For an irrational $\alpha>1$, define the sequence $\alpha_n$ such that $\alpha_0=\alpha$ and for $n\geq 1$, $\alpha_n=\frac{1}{\alpha_{n-1}-\lfloor\alpha_{n-1}\rfloor}$. We can also define the sequence $a_n$ so that $a_n=\lfloor\alpha_n\rfloor$ for all $n\geq 0$ (i.e. $[a_0;a_1,a_2,\ldots]$ is the regular continued fraction representation of $\alpha$
Using the notation that the empty product is $1$, prove the following three sums (there's also the issue of convergence) $$\alpha=\sum_{n=0}^\infty\frac{a_{2n}}{\prod_{i=1}^{2n}\alpha_i}$$ $$1=\sum_{n=0}^\infty\frac{a_{2n+1}}{\prod_{i=1}^{2n+1}\alpha_i}$$ $$\alpha=\sum_{n=0}^\infty\frac{a_n}{\prod_{i=1}^n\alpha_i^2}$$
I discovered these results while solving a geometric problem involving starting with a $1\times\alpha$ rectangle and then cutting out squares (similar to how one might draw a Fibonacci spiral in a golden rectangle). All these sums can be seen geometrically from this construction.

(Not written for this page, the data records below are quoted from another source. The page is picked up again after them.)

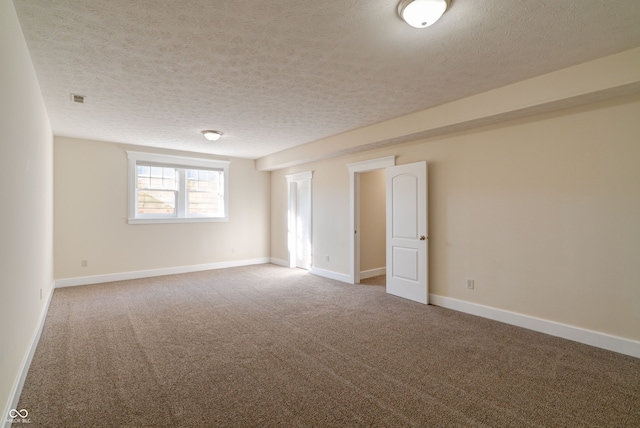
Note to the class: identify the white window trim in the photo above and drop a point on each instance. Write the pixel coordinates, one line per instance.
(180, 162)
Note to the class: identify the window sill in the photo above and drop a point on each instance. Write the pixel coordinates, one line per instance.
(177, 220)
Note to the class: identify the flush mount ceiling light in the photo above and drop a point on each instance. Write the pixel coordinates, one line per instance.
(212, 135)
(422, 13)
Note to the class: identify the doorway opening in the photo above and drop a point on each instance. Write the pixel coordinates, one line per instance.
(355, 171)
(371, 208)
(300, 220)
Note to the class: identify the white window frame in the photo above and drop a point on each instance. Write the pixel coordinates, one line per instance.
(171, 161)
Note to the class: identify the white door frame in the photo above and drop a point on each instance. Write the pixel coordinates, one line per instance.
(354, 208)
(292, 201)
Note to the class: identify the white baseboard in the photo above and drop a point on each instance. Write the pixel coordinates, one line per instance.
(588, 337)
(16, 391)
(279, 262)
(331, 275)
(98, 279)
(372, 272)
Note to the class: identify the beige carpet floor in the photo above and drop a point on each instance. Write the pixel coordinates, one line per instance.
(266, 346)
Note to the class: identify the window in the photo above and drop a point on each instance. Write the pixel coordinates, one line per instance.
(167, 189)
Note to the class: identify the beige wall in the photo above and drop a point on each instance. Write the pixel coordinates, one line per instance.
(542, 213)
(91, 217)
(26, 229)
(372, 220)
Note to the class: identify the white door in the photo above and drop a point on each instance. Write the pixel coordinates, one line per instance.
(407, 231)
(303, 226)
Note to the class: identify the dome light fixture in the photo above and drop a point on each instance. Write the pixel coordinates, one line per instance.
(422, 13)
(212, 135)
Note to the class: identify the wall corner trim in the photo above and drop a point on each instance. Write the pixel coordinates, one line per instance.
(577, 334)
(123, 276)
(16, 391)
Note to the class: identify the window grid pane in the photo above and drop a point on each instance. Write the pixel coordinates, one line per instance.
(156, 202)
(204, 193)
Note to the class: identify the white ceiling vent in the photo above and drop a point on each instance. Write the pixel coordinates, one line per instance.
(77, 98)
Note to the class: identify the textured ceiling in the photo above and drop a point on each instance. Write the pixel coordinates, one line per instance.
(276, 74)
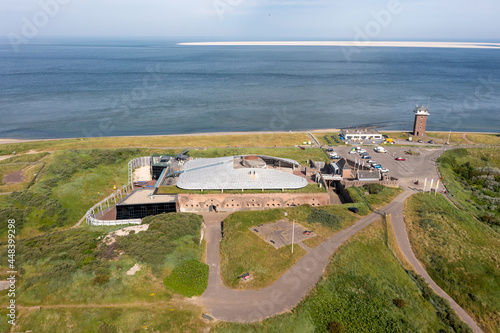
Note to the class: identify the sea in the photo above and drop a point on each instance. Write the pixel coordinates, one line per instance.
(82, 87)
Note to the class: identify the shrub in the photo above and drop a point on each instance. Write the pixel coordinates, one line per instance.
(325, 218)
(188, 279)
(399, 302)
(336, 327)
(374, 188)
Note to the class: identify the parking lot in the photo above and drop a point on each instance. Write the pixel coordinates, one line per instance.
(415, 167)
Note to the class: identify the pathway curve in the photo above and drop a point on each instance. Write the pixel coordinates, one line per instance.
(398, 223)
(284, 294)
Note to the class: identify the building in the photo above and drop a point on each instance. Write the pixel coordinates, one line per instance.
(421, 113)
(360, 134)
(144, 202)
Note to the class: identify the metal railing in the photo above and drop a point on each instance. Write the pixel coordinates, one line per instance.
(105, 205)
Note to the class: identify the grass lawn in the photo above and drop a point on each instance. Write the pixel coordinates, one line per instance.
(297, 154)
(460, 253)
(243, 251)
(24, 158)
(141, 317)
(458, 138)
(240, 140)
(478, 158)
(357, 290)
(320, 136)
(76, 267)
(376, 200)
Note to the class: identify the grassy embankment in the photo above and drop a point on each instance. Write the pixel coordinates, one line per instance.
(456, 138)
(472, 176)
(460, 253)
(26, 166)
(70, 183)
(243, 251)
(358, 292)
(65, 270)
(239, 140)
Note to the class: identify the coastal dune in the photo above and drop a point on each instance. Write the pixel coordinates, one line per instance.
(455, 45)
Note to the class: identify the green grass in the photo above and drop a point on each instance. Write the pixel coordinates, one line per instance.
(76, 267)
(297, 154)
(462, 194)
(188, 279)
(28, 158)
(243, 251)
(309, 188)
(148, 317)
(239, 140)
(358, 290)
(460, 253)
(376, 200)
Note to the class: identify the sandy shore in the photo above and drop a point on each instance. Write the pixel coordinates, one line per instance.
(454, 45)
(322, 130)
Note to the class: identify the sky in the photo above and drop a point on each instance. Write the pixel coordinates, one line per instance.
(425, 20)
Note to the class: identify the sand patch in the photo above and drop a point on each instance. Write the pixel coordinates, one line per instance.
(111, 237)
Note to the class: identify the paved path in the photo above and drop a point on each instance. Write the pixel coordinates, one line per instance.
(255, 305)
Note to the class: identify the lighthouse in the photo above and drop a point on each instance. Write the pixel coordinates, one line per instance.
(421, 113)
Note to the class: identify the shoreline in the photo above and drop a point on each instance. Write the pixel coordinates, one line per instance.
(17, 140)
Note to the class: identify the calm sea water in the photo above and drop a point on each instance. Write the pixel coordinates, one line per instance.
(76, 88)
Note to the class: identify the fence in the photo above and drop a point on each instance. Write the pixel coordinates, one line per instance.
(102, 207)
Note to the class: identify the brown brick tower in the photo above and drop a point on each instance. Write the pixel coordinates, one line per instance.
(421, 113)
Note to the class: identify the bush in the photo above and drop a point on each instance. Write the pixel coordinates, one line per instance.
(188, 279)
(399, 302)
(374, 188)
(336, 327)
(325, 218)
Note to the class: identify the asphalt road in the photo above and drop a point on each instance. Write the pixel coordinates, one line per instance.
(284, 294)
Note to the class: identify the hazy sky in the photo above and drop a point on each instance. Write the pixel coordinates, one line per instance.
(463, 20)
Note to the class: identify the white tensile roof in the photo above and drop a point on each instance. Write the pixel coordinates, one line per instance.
(219, 173)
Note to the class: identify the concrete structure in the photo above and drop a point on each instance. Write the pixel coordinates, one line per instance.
(240, 173)
(421, 113)
(360, 134)
(235, 202)
(143, 202)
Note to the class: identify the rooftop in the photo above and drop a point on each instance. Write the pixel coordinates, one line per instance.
(220, 174)
(359, 131)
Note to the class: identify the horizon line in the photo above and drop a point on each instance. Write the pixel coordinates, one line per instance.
(361, 43)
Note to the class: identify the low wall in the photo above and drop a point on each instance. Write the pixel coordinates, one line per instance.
(194, 203)
(357, 183)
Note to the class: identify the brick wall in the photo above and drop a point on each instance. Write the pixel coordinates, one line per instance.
(236, 202)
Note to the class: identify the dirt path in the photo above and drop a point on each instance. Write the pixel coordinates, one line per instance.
(464, 136)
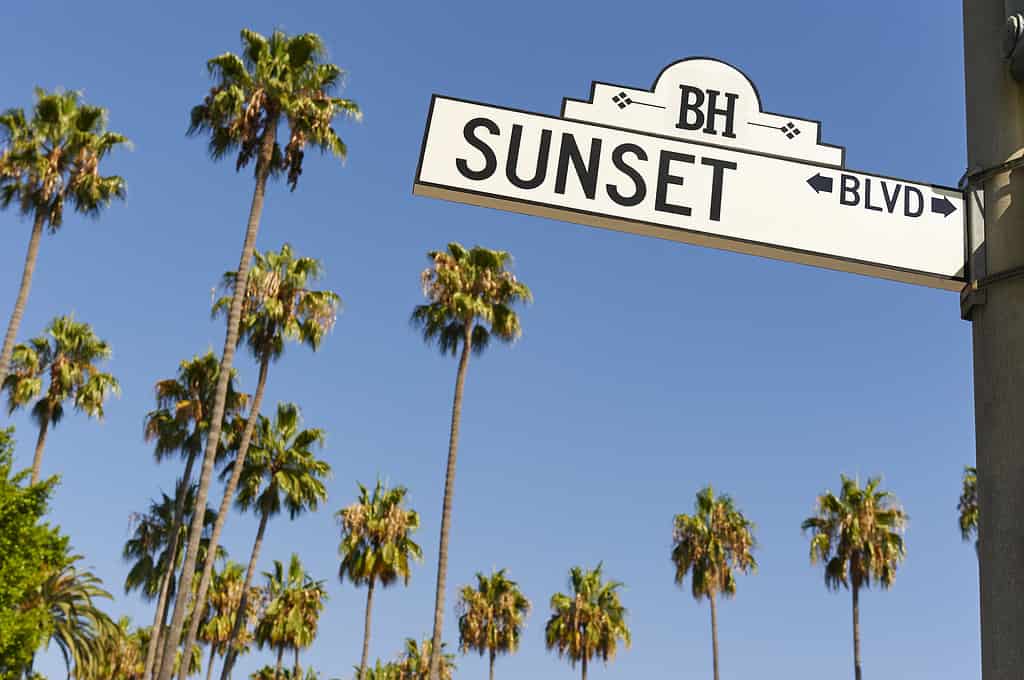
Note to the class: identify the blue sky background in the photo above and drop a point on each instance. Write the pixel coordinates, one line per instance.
(647, 369)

If we consider side lengths of the squares, we can form an orthogonal path from one corner of the rectangle to the opposite corner and that gives us the first two series (the first is summing the lengths of all the horizontal segments of the path, the second is all the vertical segments). The third series comes from summing the areas of the squares, which of course should have area of the original rectangle.

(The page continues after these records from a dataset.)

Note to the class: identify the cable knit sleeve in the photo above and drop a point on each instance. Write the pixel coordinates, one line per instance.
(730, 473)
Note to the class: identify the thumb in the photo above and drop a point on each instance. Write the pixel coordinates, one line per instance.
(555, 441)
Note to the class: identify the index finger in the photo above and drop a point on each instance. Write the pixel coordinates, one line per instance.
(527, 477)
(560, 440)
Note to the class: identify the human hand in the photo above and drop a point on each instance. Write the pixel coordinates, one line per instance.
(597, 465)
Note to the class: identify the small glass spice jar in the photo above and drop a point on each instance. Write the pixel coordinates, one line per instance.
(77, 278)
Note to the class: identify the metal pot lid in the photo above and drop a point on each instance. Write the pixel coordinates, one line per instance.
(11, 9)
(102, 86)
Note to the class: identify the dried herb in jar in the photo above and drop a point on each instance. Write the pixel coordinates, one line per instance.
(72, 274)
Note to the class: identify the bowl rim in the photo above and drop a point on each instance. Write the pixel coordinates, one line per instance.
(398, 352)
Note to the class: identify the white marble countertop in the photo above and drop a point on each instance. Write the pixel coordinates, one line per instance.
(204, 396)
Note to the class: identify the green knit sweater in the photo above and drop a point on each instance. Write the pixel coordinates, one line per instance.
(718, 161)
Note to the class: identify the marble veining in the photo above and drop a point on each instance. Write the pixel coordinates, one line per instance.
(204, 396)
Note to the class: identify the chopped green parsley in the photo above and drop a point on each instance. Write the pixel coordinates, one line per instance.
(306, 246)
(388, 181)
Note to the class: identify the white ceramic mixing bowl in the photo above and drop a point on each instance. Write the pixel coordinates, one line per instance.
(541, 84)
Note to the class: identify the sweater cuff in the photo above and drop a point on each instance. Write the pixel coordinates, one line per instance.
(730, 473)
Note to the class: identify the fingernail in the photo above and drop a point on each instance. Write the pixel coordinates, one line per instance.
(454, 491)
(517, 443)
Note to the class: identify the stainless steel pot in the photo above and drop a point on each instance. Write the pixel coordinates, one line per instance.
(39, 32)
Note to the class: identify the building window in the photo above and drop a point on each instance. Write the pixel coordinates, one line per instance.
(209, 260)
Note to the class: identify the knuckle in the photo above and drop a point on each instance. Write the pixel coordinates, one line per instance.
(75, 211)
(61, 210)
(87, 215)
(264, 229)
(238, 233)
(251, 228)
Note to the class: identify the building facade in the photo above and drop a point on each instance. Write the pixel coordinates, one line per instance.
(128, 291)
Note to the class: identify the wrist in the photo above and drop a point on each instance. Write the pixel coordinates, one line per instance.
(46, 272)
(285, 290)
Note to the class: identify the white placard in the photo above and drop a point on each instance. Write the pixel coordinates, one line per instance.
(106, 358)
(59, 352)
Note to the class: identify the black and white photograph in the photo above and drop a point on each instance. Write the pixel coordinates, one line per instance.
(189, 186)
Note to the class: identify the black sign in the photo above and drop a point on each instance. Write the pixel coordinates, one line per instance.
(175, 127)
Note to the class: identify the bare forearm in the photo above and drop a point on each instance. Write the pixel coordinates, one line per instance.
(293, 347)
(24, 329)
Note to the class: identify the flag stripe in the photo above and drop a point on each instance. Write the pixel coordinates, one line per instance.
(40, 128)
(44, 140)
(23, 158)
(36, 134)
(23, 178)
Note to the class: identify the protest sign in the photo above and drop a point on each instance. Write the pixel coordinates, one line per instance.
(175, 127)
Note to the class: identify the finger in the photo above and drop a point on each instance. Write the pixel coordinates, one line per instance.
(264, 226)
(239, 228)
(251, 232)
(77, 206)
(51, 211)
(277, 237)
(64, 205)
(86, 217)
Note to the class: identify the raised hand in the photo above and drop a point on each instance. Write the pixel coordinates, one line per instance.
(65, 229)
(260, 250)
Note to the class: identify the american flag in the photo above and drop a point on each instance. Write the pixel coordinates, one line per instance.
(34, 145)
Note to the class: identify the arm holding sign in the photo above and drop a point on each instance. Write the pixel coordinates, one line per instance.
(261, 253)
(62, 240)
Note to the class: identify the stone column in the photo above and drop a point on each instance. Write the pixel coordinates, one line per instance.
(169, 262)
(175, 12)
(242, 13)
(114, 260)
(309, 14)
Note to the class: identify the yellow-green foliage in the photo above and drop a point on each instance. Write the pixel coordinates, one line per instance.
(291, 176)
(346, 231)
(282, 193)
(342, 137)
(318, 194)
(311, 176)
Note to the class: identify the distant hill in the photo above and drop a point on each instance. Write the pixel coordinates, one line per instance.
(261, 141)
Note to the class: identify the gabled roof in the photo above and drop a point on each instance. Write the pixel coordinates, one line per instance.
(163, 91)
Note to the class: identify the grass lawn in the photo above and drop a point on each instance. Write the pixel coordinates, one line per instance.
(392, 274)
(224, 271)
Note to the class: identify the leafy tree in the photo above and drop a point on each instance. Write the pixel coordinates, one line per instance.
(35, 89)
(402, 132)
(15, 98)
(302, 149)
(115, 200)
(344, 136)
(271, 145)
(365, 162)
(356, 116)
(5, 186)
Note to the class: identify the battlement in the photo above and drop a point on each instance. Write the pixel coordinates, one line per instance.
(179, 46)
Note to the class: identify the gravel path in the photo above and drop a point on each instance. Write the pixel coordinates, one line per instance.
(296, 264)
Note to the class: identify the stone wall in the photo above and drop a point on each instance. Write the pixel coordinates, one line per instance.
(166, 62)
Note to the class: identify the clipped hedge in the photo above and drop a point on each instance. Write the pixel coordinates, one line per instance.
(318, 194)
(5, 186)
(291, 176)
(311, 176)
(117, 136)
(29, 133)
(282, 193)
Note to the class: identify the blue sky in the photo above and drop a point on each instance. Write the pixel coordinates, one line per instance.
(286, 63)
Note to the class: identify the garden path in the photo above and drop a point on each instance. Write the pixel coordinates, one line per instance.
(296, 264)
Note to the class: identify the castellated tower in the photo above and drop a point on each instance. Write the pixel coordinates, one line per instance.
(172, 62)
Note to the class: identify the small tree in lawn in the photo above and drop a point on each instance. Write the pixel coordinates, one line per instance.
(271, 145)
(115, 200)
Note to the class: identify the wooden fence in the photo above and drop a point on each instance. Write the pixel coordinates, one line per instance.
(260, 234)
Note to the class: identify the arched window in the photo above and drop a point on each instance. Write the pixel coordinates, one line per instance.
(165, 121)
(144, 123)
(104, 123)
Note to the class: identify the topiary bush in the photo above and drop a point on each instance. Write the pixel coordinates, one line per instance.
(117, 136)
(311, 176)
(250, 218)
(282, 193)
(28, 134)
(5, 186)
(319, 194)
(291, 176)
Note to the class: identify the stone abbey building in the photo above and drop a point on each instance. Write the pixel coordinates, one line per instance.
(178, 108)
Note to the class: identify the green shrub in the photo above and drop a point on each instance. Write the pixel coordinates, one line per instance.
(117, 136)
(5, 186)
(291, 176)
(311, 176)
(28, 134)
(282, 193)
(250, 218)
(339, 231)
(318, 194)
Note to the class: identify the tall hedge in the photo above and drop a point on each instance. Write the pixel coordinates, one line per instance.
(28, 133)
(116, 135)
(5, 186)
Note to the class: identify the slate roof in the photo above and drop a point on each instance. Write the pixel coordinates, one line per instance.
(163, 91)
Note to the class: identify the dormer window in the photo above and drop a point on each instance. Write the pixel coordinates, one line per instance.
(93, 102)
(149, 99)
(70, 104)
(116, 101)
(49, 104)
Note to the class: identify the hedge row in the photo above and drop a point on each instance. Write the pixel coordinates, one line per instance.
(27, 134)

I'm looking for an analytical proof of these sums. I have verified that these work analytically when $\alpha=\sqrt{2}$ and when $\alpha=\phi$ (both are just simple geometric series). I have no idea how one would go about the general case. I suspect maybe some clever telescoping, but I'm not seeing one.

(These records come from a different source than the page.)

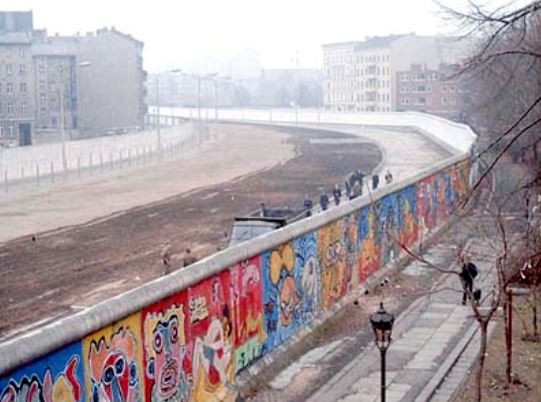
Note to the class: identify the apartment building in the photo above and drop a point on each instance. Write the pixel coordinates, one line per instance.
(435, 91)
(16, 79)
(55, 77)
(361, 76)
(111, 82)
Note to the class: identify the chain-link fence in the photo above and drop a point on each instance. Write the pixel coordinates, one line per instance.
(41, 165)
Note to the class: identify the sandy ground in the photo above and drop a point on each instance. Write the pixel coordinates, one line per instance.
(58, 272)
(233, 152)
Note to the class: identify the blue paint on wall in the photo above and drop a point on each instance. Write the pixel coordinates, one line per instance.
(57, 374)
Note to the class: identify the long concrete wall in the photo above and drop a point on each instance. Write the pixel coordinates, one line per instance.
(189, 334)
(450, 134)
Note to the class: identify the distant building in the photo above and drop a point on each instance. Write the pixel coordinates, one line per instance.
(17, 108)
(435, 91)
(112, 92)
(55, 77)
(96, 82)
(361, 75)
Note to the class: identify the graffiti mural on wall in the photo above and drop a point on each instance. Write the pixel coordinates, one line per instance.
(112, 362)
(191, 345)
(246, 302)
(369, 242)
(407, 217)
(332, 260)
(165, 357)
(210, 342)
(57, 377)
(351, 248)
(460, 179)
(388, 228)
(291, 288)
(444, 195)
(426, 200)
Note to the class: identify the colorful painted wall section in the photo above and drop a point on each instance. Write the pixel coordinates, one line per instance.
(55, 377)
(191, 345)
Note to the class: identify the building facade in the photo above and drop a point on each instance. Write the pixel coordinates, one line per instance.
(111, 82)
(435, 91)
(55, 77)
(17, 109)
(85, 85)
(361, 76)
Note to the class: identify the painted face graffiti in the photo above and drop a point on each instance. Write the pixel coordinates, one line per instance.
(113, 369)
(289, 300)
(165, 350)
(65, 388)
(212, 363)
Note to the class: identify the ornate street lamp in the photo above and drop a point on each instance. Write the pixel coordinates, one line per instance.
(382, 324)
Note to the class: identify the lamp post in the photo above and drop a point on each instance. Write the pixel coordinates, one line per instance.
(158, 128)
(62, 115)
(382, 324)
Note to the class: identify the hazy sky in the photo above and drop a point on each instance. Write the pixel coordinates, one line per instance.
(178, 31)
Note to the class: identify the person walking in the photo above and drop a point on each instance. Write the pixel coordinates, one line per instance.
(468, 272)
(375, 181)
(388, 177)
(324, 201)
(337, 194)
(348, 189)
(308, 205)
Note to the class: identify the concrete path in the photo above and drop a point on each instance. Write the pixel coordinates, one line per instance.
(428, 339)
(405, 152)
(424, 336)
(235, 152)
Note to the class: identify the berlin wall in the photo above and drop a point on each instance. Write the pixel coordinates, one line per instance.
(188, 335)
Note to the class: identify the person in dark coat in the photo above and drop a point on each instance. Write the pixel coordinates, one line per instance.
(324, 201)
(308, 205)
(375, 181)
(348, 189)
(468, 272)
(337, 194)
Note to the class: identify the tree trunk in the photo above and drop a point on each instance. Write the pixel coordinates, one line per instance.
(483, 325)
(534, 311)
(508, 323)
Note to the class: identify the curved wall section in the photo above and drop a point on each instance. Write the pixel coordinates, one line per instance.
(459, 137)
(187, 336)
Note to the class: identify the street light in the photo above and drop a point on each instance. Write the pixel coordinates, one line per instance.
(216, 81)
(62, 115)
(382, 324)
(158, 129)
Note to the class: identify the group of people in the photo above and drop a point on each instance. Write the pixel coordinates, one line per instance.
(353, 186)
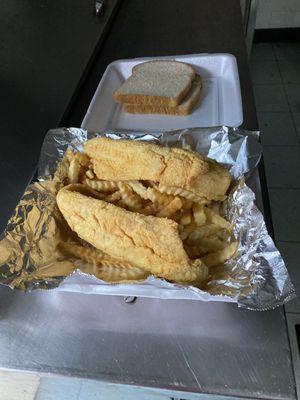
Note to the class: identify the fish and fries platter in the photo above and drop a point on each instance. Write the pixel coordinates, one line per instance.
(165, 214)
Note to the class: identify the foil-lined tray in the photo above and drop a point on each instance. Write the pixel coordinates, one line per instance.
(256, 279)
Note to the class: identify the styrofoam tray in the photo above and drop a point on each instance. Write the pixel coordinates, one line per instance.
(220, 102)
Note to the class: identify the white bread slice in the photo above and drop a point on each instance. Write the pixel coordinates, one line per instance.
(157, 83)
(183, 108)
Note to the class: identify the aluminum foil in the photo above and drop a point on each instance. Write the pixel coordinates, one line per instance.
(256, 279)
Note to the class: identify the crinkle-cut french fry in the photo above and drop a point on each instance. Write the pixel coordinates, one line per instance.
(90, 174)
(175, 191)
(74, 170)
(186, 217)
(102, 186)
(115, 274)
(186, 204)
(82, 158)
(156, 197)
(131, 200)
(150, 209)
(195, 251)
(139, 189)
(69, 155)
(78, 162)
(170, 208)
(150, 193)
(220, 256)
(217, 219)
(185, 230)
(110, 198)
(199, 214)
(200, 232)
(213, 243)
(204, 271)
(102, 265)
(223, 234)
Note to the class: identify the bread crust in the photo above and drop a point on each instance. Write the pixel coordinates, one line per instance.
(144, 99)
(180, 109)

I also wrote this python code that computes partial sums of the first series (and can be modified easily to do the other two). I wasn't seeing a pattern from this.
import math
a = math.sqrt(2)
n = 20
L = [a]
for i in range(n):
a = L[-1]
L += [1/(a-math.floor(a))]
M = [math.floor(x) for x in L]
s = 0
p = 1
for i in range(n):
if (i%2 == 0):
s += M[i]/p
print(s)
p *= L[i+1]
Using the comment from Greg Martin, I believe a geometric argument leads to concluding that the partial sums evaluate to $$\sum_{n=0}^N \frac{a_{2n}}{\prod_{i=1}^{2n}\alpha_i}=\alpha-\frac{1}{\prod_{i=1}^{2N+1}\alpha_i}$$ $$\sum_{n=0}^N \frac{a_{2n+1}}{\prod_{i=1}^{2n+1}\alpha_i}=1-\frac{1}{\prod_{i=1}^{2N+2}\alpha_i}$$ $$\sum_{n=0}^N \frac{a_n}{\prod_{i=1}^n\alpha_i^2}=\alpha-\frac{1}{\alpha_{N+1}\prod_{i=1}^N\alpha_i^2}$$
So using the comment from Greg Martin and deducing an expression for the partial sums from the geometrical interpretation, I think I have finagled some telescoping manipulations. This is just reverse engineering from the result, which I think is more intuitively discovered from the geometrical interpretation.
The first two results follow from the following. Consider $\frac{a_n}{\prod_{i=1}^n\alpha_i}$. Note that we have \begin{align*} \frac{a_n}{\prod_{i=1}^n\alpha_i}&=\frac{\alpha_n-\frac{1}{\alpha_{n+1}}}{\prod_{i=1}^n\alpha_i}\\ &=\frac{1}{\prod_{i=1}^{n-1}\alpha_i}-\frac{1}{\prod_{i=1}^{n+1}\alpha_i} \end{align*} So we can see that when we sum every other term in the sequence $\frac{a_n}{\prod_{i=1}^n\alpha_i}$ we will get a telescoping.
For the last sum, using the same exact identity, we see \begin{align*} \frac{a_n}{\prod_{i=1}^n\alpha_i^2}&=\frac{\alpha_n-\frac{1}{\alpha_{n+1}}}{\prod_{i=1}^n\alpha_i^2}\\ &=\frac{1}{\alpha_n\prod_{i=1}^{n-1}\alpha_i^2}-\frac{1}{\alpha_{n+1}\prod_{i=1}^n\alpha_i^2} \end{align*} which, again, will telescope.